I also had my least favorites. These sometimes included the downright ignorant because it took so long to “train” them how to shoot. Sometimes my least favorites were those who thought I didn’t know what I was doing and so took over for me. More often, however, my least favorites included those who noticed my gender more than the average hunter. I am not blind; I am not deaf. You were the ones with earplugs in, not me! It’s not that I am a complete knock-out by any stretch of the imagination; it’s just that I was the only female in the area and therefore the only target – thank God not literally. It was incredibly obvious whenever one group at Sporting Clays asked me to walk ahead of them. That group was so bad that Jordan – the other girl trapper – and I refused to take them around, ever. Most weren’t bad, though. Every once in a while I would encounter an older hunter who would get that “If I were a younger man” glint in his eye, but most of them behaved themselves. Sometimes they even tipped better. (Ah, the subtle power of feminine manipulation.)

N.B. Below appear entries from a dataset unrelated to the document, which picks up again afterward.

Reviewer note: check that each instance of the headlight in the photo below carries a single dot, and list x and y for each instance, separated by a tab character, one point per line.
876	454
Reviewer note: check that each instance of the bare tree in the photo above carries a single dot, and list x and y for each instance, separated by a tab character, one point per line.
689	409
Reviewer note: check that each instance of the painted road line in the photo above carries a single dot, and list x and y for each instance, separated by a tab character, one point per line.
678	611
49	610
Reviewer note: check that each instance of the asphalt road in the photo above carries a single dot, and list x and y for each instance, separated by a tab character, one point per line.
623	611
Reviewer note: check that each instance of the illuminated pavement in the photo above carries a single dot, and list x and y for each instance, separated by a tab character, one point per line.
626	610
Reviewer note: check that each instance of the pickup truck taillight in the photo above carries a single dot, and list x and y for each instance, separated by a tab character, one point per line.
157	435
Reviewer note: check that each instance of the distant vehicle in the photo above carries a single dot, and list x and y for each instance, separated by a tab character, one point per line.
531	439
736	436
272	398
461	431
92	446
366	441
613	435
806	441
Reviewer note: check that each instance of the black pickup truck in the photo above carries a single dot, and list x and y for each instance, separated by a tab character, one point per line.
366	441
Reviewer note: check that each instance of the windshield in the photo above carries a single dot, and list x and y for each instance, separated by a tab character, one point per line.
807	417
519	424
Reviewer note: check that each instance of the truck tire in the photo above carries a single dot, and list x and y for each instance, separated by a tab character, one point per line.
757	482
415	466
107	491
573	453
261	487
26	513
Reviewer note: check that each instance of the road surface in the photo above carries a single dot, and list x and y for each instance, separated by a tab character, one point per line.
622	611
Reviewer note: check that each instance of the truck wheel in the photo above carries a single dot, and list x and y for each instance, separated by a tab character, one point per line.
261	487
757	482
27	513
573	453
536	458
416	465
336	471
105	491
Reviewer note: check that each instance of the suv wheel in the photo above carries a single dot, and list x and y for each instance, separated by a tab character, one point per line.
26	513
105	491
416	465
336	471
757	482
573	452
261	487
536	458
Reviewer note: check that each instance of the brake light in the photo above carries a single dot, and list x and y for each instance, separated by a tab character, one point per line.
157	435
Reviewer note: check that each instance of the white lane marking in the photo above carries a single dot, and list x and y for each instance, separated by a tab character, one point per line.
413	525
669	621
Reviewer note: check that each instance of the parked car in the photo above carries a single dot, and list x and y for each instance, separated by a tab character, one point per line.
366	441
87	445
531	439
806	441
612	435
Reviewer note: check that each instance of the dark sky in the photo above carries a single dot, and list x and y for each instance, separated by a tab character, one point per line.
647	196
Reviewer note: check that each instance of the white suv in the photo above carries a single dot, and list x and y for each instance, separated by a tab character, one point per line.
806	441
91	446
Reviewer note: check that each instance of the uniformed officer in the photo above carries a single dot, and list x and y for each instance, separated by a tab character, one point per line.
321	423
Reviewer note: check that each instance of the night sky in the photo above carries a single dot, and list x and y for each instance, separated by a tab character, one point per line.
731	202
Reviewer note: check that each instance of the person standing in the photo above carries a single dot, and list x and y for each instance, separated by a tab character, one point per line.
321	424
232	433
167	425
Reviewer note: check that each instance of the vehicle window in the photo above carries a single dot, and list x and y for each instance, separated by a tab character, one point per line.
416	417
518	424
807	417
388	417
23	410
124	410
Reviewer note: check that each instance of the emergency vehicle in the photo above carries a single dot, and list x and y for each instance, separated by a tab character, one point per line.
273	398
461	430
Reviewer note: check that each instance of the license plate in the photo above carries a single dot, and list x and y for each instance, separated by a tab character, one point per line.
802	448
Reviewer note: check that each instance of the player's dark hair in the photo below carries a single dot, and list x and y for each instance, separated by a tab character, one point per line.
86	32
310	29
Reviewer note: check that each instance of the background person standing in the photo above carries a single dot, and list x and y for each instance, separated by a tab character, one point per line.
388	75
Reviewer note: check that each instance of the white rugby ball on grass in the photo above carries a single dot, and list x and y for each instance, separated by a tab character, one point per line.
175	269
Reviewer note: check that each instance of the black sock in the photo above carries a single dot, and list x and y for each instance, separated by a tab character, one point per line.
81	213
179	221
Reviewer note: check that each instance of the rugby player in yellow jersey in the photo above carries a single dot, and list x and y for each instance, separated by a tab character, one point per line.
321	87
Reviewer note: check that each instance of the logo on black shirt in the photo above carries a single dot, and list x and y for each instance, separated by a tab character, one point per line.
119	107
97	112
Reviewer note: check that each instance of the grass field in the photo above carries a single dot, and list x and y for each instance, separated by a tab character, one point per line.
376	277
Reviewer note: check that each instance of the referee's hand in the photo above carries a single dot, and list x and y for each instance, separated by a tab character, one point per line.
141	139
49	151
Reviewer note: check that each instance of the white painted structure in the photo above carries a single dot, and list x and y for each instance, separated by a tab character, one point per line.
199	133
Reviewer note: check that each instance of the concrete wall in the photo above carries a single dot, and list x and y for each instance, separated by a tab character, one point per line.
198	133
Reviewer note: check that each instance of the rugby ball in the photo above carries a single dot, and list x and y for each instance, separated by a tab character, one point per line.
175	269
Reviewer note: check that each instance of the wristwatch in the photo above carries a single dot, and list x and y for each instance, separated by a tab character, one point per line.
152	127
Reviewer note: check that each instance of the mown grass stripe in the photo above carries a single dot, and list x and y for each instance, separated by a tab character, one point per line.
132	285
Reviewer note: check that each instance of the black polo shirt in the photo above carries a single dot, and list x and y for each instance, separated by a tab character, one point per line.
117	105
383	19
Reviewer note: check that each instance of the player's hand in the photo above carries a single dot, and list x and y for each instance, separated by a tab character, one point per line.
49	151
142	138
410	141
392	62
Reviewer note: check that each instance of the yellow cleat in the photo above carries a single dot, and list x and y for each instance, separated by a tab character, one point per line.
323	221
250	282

Most of my experiences on the Haymarsh blur together because they were all so similar – green foliage, cold snow, hot sun, mosquito bites, Sporting Clays’ orange paint on my hands, pheasant smell, gunshots. Here are a few standout memories:
- Helping Kevin H. at a tower shoot and watching a pheasant run away and then right back to us as if it wanted to end it all.
- Going out in the field with my dad and Dixie, our Weimaraner who could run faster than any dog I ever saw.

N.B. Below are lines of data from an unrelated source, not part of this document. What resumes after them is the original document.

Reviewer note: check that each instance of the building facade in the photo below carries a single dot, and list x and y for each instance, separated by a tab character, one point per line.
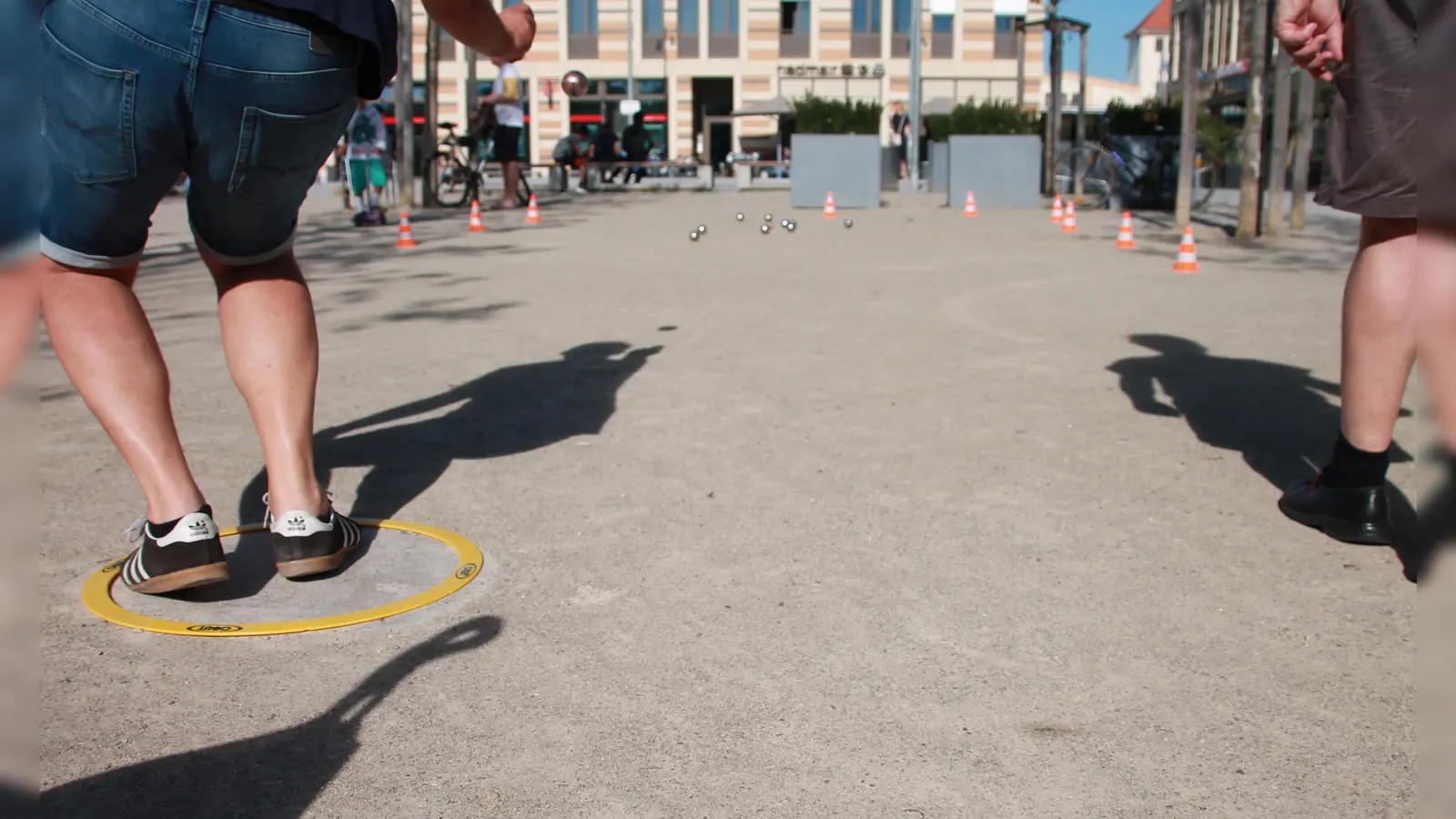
705	58
1149	51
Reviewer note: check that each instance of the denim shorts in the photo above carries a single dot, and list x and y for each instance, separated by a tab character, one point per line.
136	94
19	131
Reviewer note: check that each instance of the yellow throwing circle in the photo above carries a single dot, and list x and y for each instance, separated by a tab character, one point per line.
96	593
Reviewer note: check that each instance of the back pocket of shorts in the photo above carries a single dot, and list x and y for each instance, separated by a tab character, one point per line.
278	155
87	114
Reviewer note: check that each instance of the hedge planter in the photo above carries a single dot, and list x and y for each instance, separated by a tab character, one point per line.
1004	171
849	165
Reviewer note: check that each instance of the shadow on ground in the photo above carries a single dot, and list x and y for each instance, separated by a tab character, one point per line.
277	774
407	450
1278	417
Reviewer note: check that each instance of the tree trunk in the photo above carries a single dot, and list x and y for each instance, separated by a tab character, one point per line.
1303	143
1279	150
1254	47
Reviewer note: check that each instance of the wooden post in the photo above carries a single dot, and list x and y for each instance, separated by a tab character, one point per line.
1303	143
1254	41
1279	149
431	106
405	106
1190	40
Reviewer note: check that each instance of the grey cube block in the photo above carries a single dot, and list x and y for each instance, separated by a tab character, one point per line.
849	165
1002	169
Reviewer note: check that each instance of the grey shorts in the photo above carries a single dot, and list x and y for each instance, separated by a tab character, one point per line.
1370	167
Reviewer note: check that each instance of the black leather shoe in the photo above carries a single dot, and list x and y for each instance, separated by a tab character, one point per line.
1354	516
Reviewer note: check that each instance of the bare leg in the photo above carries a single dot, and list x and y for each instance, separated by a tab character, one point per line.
102	339
1380	331
513	181
273	351
1436	302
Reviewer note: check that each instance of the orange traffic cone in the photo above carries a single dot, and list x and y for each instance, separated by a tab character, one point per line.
1125	234
1187	254
407	237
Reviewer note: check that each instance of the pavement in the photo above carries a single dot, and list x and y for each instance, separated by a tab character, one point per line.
928	518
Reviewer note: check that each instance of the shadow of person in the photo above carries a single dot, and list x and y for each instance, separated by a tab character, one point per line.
506	411
276	775
1274	416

- Numerable occasions when Christian, Lance, and I would sit in the truck, listening to the radio, because it was raining too hard to do Sporting Clays.
- The time Austin, another Sporting Clays trapper for a while, took a group around during a thunderstorm and came back drenched, only to receive a dollar tip from the man, who apparently thought he was being generous.
- Bob S., “The GrandMcDaddy” as we called him, coming to Sporting Clays Tuesday mornings with his dog, Shadow, who once chased a clay rabbit I threw.
- A neighbor guy sometimes showed up to play football during break times, and one time he told my dad, “When you play football, you shouldn’t think.” Lance muttered, “You must play football a lot.”
All in all, being a live-in at the Haymarsh Hunt Club was interesting. I learned by the age of sixteen how to deal with customers. I learned how to shrug off sexism and how to handle offensive behavior, though I must stress that this was not the norm. I learned several colorful acronyms for PETA. I can hike with the best of them. I love getting dirty. I am stronger than I would have been if I had worked at a mall. The Haymarsh also contributed greatly to my knowledge of things that the ordinary girl did not know, and I’m pretty sure I’ve gotten my foot in the door at a few job interviews by bonding over hunting stories. I know what a field smells like in winter. I was a Sporting Clays trapper for ten solid years, and I say with an odd kind of pride that I am damn good at it, even if no one ever knows what I’m talking about. And on at least one occasion when a guy has tried to impress me that he’s a redneck because he once owned goats, I’ve been able to throw down, “Oh, yeah? Well, we had hundreds of pheasants.”
At Grandpa Bud’s funeral, I really saw how much the Haymarsh people meant to me. I knew more people in the reception line than most of our family, save Grandma and Dad probably. It was a wonderful feeling to have this strange little community that was completely separate from the rest of my life, and it meant a lot to me that dozens and dozens of hunters hugged me like we were family. It was amazing to see in one room the sheer volumes of people my grandfather had touched through their shared love of nature, and I was a part of that legacy.